Jane Eyre

22/09/11 - Ennesima trasposizione del romanzo di Charlotte Bronte che nemmeno il talento di Michael Fassbender solleva dall'incertezza.

I romanzi delle sorelle Bronte sembrano tornati di moda, almeno al cinema: dopo le Cime tempestose di Emily, viste a Venezia per la regia di Andrea Arnold, arriva in sala Jane Eyre, trasposizione del celebre romanzo della sorella Charlotte, più e più volte portato al cinema (celebre la versione del ’43 con Orson Welles), stavolta ad opera del giovane Cary Joji Fukunaga. Ma il risultato, in questa occasione, non prende mai alcuna direzione coerente. La trama è arcinota: Jane è un’orfana maltrattata, cresciuta in un rigidissimo collegio che, quando esce, trova lavoro come istitutrice a casa dello scorbutico Rochester. Ma il rapporto di diffidenza tra i due diventerà presto una passione sconveniente. Moira Buffini adatta il romanzo tra melodramma e noir gotico, cercando di far emergere un certo spirito dickensiano, ma non riesce a rendere il film poco più che un’illustrazione.

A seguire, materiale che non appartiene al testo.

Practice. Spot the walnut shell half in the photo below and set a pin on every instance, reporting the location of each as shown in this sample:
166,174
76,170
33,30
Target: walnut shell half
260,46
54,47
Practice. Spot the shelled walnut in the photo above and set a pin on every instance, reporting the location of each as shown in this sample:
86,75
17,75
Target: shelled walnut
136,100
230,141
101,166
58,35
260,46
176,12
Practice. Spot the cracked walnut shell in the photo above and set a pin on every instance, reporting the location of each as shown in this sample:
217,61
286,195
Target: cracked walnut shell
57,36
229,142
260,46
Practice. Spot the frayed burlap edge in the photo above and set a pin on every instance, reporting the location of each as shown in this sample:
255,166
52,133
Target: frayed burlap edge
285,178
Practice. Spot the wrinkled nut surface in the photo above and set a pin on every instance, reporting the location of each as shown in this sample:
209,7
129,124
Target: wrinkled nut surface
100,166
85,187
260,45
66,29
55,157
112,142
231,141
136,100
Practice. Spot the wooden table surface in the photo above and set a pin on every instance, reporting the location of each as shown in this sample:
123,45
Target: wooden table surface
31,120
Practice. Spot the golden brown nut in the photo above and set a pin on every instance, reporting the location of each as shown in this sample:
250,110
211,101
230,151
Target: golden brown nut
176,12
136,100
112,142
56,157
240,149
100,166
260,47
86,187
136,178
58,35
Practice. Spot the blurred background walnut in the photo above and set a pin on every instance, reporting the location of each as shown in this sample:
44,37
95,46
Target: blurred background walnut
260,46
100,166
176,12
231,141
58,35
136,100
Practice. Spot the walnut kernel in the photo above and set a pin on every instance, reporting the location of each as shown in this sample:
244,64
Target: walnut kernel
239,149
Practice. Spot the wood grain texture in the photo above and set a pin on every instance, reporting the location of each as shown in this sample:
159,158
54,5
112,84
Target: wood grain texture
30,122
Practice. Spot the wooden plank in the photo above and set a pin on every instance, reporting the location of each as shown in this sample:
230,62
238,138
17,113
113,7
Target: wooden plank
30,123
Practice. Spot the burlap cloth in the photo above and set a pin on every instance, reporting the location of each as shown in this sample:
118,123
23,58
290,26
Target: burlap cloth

All’inizio, infatti, il racconto comincia ostentando una certa “modernizzazione” del tocco, con flashback arditi e secchi, stacchi ellittici e uno stile mobile, nervoso, sporco, giocato sui fuori fuoco e la macchina a mano. Ma dopo nemmeno venti minuti, e non se ne capisce bene il perché, si assesta sia come narrazione, più piatta, tradizionale e non particolarmente avvincente, sia nello stile, che si fa sempre più vicino alle corrette trasposizioni BBC (che qui produce), eleganti, ma anche fredde. E queste indecisioni e incoerenze spengono i sussulti del film: il tema dell’uguaglianza sociale e affettiva non affiora, la regia perde la possibilità di avere una sua forma peculiare e il cuore nero della storia sembra affidato soltanto alla fotografia, tra l’altro molto bella, di Adriano Goldman. Nemmeno gli attori riescono a scaldare il cuore dello spettatore, e se Mia Wasikowska se la cava con sufficiente impeto, Michael Fassbender (dopo Shame, l’attore del momento) non rende la passione di Rochester come sarebbe richiesto. E spegnere il pathos e l’ossessione del romanzo, è una sorta di peccato mortale nei confronti dell’idea stessa del romanticismo, romanzesco e non.